In the specific case of an electron in an atomic potential, my textbook (Quantum Theory of Radiation by E. Fermi) claims that this represents the momentum of the electron and it can immediately be proved that $$-i\hbar\int \overline{\phi_m}(\mathbf{x})\vec\nabla\phi_n(\mathbf{x})\,\,d^3x = -im\nu_{mn}X_{nm}$$ where $$\nu_{mn} = (E_m-E_n)/\hbar$$ and $$X_{mn} = X_{nm} = \int \phi_n(\mathbf{x})\,\mathbf{X}\, \phi_m(\mathbf{x}) \,d^3x$$ where $\mathbf{X}$ is the position vector operator. I don't follow his claim.

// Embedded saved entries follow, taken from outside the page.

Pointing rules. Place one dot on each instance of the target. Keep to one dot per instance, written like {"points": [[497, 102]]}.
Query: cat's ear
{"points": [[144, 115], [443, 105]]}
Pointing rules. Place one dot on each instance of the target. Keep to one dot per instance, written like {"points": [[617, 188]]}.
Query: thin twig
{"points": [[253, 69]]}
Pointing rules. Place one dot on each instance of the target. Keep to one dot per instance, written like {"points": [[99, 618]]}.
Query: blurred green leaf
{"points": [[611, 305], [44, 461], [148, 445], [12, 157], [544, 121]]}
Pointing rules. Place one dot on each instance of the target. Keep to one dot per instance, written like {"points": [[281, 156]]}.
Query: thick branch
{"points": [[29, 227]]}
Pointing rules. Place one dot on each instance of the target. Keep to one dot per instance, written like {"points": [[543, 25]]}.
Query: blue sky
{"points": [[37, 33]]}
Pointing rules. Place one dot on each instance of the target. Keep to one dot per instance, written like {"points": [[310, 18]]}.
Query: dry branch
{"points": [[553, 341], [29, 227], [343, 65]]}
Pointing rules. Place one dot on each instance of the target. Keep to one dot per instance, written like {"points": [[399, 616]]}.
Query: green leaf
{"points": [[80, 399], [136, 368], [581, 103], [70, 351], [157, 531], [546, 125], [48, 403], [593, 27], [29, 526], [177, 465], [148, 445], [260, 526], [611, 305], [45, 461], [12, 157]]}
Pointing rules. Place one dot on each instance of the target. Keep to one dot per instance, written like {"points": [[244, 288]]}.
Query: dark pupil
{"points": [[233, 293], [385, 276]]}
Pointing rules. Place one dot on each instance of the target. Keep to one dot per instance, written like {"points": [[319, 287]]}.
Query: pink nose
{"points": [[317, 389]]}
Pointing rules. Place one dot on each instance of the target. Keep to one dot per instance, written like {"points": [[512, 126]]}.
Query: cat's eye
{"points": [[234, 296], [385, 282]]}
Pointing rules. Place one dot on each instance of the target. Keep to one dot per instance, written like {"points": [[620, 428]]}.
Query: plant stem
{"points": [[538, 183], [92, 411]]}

  • $\begingroup$ What are the $u$ terms? $\endgroup$ – BioPhysicist May 28 '18 at 2:45
  • $\begingroup$ @AaronStevens edited; they should be $\phi$s $\endgroup$ – Dwagg May 29 '18 at 11:44

For single particle dynamics with Hamiltonian $H = \frac{p^2}{2m} + V(x)$, it is clear that $[H,x] = [\frac{p^2}{2m},x] = i\hbar\frac{p}{m}$. Then taking matrix elements of both sides (in the energy eigenbasis $|n>$ with $H|n> = E_n|n>$) gives $<n|Hx|m> - <n|xH|m> = i\hbar P_{nm}$. The left hand side is $(E_n-E_m)X_{nm}$ so $\nu_{nm}X_{nm} = iP_{nm}$.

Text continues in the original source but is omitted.